Published in final edited form as: Proteomics Clin Appl. 2013 Nov 4;8(0):204–208. doi: 10.1002/prca.201300062

Translational Vitreous Proteomics

Vinit B Mahajan 1,2, Jessica M Skeie 1,2
PMCID: PMC3964148  NIHMSID: NIHMS544829  PMID: 24115652

Summary

Proteomic analysis is important in the examination of complex extracellular matrices such as the vitreous where several tissues both inside the eye and remote to the eye contribute to the diseased state. In these cases, genomic analysis of local tissue gene expression may be insufficient or misleading. By switching the emphasis from diagnostic biomarkers to biomarkers with therapeutic potential, we can create rationale therapeutic strategies for blinding vitreoretinal diseases. The same strategy can extend to other ocular tissues. We are just beginning to understand the molecular constituents of the vitreous in health and disease, and translational proteomics may more effectively direct efforts to cure blindness.


The vitreous is an extracellular matrix gel that covers the retina, ciliary body, and lens and fills 80% of the inner eye [1]. It is optically clear and estimated to be over 98% water [2]. The remaining molecular constituents include proteins, polysaccharides, proteoglycans, and metabolites, but the composition and function of this fraction is poorly understood [3]. In utero, the vitreous undergoes major tissue changes important for normal eye development [2]. After birth, the physiologic function is thought to be comparatively less important. The vitreous undergoes a natural, age-related liquefaction and is routinely removed during surgery to treat various retinal diseases [4].
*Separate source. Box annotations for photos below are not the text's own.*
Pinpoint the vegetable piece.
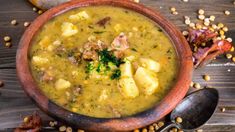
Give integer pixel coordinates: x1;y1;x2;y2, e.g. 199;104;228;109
55;78;71;90
61;22;78;37
140;58;160;72
134;67;159;95
96;17;111;27
118;77;139;98
111;69;121;80
69;11;90;21
120;61;133;77
32;56;49;65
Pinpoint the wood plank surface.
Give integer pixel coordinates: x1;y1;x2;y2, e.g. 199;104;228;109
0;0;235;132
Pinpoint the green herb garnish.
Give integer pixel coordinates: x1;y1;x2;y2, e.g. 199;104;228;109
93;31;105;34
85;62;95;73
111;69;121;80
98;49;123;67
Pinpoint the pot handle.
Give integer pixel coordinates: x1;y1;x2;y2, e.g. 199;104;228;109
157;122;180;132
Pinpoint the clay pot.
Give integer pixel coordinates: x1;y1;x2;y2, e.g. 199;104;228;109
16;0;193;131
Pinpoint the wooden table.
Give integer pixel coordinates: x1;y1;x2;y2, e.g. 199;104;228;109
0;0;235;132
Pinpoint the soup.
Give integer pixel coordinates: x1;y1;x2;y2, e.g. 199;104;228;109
29;6;178;118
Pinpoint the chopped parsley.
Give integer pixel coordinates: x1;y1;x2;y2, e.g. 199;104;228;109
85;49;124;80
85;62;95;73
98;49;123;67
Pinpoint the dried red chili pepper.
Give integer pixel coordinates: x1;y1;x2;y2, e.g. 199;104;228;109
14;113;42;132
193;40;232;67
187;29;218;45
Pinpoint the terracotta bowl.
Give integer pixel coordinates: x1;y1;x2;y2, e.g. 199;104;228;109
16;0;193;131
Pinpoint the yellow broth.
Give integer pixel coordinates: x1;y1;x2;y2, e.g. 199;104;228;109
29;6;178;118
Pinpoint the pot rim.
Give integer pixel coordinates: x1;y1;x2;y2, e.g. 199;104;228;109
16;0;193;131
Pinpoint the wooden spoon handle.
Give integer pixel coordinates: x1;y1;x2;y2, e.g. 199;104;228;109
29;0;139;10
29;0;70;10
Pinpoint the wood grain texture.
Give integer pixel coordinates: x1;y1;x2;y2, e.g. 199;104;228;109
0;0;235;132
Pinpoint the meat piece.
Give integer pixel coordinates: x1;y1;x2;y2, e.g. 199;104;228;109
188;29;218;45
193;40;232;67
40;71;54;82
111;33;129;51
96;17;111;27
14;113;42;132
82;40;107;60
110;33;129;58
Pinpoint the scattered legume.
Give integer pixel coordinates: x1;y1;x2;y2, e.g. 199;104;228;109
3;36;11;42
193;83;201;89
24;22;30;27
172;11;179;15
77;129;85;132
196;129;203;132
157;121;164;127
142;128;148;132
209;16;215;22
232;57;235;62
217;23;224;28
175;117;183;123
11;19;17;25
198;14;205;20
182;31;188;36
221;107;226;112
0;80;4;87
203;75;211;81
23;116;29;123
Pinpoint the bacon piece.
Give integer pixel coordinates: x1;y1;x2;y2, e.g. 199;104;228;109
110;33;129;58
14;113;42;132
82;40;107;60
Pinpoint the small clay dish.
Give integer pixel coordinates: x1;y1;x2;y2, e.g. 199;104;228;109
16;0;193;131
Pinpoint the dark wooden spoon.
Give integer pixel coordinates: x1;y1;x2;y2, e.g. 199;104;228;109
158;88;219;132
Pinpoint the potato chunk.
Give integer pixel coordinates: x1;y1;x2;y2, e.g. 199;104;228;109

The physical interaction between the vitreous and retina has been studied extensively, since many retinal diseases involve the vitreoretinal interface [2]. Surgical therapy for vitreomacular traction, macular hole, retinal detachment, epiretinal membrane, proliferative diabetic retinopathy, and proliferative vitreoretinopathy has benefited from the rapid advances in surgical instrumentation and techniques to dissect vitreous from its intraocular interfaces. Medical therapy for these diseases has lagged but could benefit from recent advances in proteomic analyses if applied to the vitreous. The recent approval of intravitreal ocriplasmin injections to relieve vitreomacular traction and close macular holes through proteolytic cleavage of vitreous proteins supports further study of pharmacological targeting of vitreous proteins. [5]. In this article we discuss challenges and opportunities in translational vitreous proteomics. The necessary infrastructure to collect and store vitreous specimens in biorepositories is described in our accompanying review.

Normal vitreous is a non-homogenous tissue that must be divided into distinct anatomical regions for therapeutic dissection during surgery (Figure 1). The vitreous base, for example, is impossible to separate from the ciliary body, while the vitreous cortex can be peeled off the retina. The vitreous cortex is elastic and more adherent at the optic nerve, within the macula and along blood vessels. Many diseases are specifically localized to the vitreous cortex or base. However, only the vitreous core is sampled in proteomic studies, because it is more liquid and less adherent to the surrounding structures. To address this issue, our lab dissected the vitreous substructures in normal postmortem eyes and found protein compositional differences [6]. Obtaining samples from these structures in diseased eyes will be more complex, but it is likely to yield enriched samples for proteomic analysis of disorders such as pars planitis, retinal detachment, and epiretinal membrane.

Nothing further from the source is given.